A tweet from the official Sputnik V Twitter account – in Portuguese – was pushed back on Monday, saying the vaccine developers had shared “all the necessary information and documentation” with Anvisa. In another tweet he urged Anvisa: “We have no time to waste – let’s start saving lives in Brazil. Together.”
Russia uses Sputnik V in its mass vaccination campaign, and the vaccine has been approved in dozens of other countries in case of emergency. The introduction was mired in politics and propaganda, and President Vladimir V. Putin gave his approval for its use before the late trials began. It was denounced by Western scientists for months.
The Gamaleya Research Institute, part of the Russian Ministry of Health, developed the vaccine, also known as Gam-Covid-Vac. A peer-reviewed study published in The Lancet in February found the vaccine to have an effectiveness rate of 91.6 percent.
The skepticism of Western experts has mainly focused on the early approval rather than the design of the vaccine, which emerged from decades of research into adenovirus-based vaccines. Other Covid-19 vaccines are also based on adenoviruses, such as one from Johnson & Johnson using Ad26 and one from the University of Oxford and AstraZeneca using a chimpanzee adenovirus.

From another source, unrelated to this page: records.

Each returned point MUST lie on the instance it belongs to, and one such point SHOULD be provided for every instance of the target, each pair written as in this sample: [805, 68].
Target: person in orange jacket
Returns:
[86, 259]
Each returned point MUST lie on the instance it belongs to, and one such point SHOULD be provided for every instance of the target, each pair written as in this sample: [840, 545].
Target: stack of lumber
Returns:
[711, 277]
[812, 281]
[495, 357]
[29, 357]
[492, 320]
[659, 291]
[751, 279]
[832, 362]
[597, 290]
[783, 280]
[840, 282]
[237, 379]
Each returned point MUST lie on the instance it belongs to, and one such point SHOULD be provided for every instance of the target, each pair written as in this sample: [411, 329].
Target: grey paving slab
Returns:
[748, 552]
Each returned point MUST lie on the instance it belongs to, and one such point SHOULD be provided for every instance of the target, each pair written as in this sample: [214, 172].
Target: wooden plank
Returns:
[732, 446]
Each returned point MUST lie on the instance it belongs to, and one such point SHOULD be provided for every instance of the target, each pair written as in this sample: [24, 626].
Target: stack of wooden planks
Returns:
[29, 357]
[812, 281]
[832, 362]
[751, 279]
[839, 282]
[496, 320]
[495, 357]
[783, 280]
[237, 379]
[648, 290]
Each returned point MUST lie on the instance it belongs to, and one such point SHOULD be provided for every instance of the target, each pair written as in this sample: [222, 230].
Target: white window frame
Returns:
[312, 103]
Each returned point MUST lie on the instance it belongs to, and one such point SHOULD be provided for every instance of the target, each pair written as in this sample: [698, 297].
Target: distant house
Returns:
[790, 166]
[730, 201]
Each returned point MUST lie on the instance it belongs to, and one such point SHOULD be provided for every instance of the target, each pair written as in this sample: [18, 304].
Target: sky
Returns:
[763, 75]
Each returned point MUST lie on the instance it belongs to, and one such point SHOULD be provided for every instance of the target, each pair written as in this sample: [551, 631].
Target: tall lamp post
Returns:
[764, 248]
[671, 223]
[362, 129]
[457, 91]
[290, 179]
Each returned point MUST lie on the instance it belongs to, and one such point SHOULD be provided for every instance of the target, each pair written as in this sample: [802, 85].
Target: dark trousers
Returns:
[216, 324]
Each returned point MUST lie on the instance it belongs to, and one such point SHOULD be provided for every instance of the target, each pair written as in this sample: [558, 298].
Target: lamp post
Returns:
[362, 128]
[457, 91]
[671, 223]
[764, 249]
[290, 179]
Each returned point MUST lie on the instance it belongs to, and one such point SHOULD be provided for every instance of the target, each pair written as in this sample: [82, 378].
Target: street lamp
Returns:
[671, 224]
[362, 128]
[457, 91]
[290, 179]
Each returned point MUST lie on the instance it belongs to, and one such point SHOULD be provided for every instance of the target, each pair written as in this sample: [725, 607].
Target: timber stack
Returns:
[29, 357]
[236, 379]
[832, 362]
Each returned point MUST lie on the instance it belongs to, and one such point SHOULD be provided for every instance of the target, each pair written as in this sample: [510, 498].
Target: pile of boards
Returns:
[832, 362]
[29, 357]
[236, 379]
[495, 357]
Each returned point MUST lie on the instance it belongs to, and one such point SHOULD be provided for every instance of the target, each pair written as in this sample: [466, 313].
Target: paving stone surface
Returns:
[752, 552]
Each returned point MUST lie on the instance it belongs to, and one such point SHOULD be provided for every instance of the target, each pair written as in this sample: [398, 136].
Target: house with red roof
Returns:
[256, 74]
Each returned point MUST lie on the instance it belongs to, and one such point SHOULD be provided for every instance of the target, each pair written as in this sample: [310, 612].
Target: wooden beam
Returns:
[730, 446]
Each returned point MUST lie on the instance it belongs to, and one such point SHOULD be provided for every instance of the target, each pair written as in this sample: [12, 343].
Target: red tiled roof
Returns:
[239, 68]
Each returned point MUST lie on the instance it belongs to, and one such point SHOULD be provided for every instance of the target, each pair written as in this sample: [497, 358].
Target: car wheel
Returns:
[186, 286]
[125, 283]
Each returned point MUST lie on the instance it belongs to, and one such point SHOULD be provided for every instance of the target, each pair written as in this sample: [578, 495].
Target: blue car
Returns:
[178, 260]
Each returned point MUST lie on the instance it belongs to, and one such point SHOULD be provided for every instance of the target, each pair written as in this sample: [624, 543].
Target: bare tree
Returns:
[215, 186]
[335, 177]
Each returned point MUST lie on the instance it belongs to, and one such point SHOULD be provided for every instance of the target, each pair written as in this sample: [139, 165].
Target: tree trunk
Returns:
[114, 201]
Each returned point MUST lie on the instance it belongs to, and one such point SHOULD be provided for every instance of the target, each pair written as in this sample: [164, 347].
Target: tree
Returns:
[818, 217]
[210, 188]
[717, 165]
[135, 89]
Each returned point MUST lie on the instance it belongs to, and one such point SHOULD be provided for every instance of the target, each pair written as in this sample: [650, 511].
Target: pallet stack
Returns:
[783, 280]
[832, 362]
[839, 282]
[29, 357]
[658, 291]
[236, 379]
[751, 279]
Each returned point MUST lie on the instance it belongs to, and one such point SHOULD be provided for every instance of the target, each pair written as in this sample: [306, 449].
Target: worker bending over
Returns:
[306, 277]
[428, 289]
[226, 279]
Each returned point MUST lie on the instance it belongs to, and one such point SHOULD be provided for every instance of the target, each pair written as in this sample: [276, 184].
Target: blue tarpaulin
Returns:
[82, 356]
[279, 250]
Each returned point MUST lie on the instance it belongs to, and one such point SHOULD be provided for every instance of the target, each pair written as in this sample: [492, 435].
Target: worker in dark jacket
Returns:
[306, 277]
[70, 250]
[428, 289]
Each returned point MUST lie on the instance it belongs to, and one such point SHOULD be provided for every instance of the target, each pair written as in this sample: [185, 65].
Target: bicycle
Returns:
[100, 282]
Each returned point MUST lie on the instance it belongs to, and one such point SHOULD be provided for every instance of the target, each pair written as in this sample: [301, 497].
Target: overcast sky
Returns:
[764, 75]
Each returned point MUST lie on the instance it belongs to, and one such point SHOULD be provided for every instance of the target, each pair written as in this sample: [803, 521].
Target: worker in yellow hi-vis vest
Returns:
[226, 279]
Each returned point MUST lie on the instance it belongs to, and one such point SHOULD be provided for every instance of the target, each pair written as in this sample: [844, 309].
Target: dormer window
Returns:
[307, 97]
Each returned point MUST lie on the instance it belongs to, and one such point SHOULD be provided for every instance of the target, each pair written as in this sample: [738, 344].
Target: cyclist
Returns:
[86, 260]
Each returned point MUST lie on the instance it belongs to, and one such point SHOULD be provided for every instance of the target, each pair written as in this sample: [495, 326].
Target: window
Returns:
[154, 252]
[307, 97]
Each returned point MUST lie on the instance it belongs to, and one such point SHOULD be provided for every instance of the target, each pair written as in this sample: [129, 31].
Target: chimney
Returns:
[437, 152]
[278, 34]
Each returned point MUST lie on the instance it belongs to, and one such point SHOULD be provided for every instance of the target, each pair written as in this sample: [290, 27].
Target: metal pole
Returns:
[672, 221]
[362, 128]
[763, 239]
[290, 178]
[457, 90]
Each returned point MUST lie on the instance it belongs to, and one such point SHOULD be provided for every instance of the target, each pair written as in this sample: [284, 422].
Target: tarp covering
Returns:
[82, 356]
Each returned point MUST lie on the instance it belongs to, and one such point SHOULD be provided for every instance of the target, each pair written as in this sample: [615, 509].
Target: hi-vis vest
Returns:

While the developers of Sputnik V have not yet released detailed data on adverse events observed during the trials, the Russian government has been using the vaccine to vaccinate its own citizens for months. Russia has also exported Sputnik V to Belarus, Argentina and other countries, suggesting that any harmful side effects that were overlooked during the trials have now come to light.
As vaccine supply problems worsened in Europe, the European Union Medicines Agency announced last month that it would review the Sputnik V vaccine after member states announced they would purchase the vaccine themselves.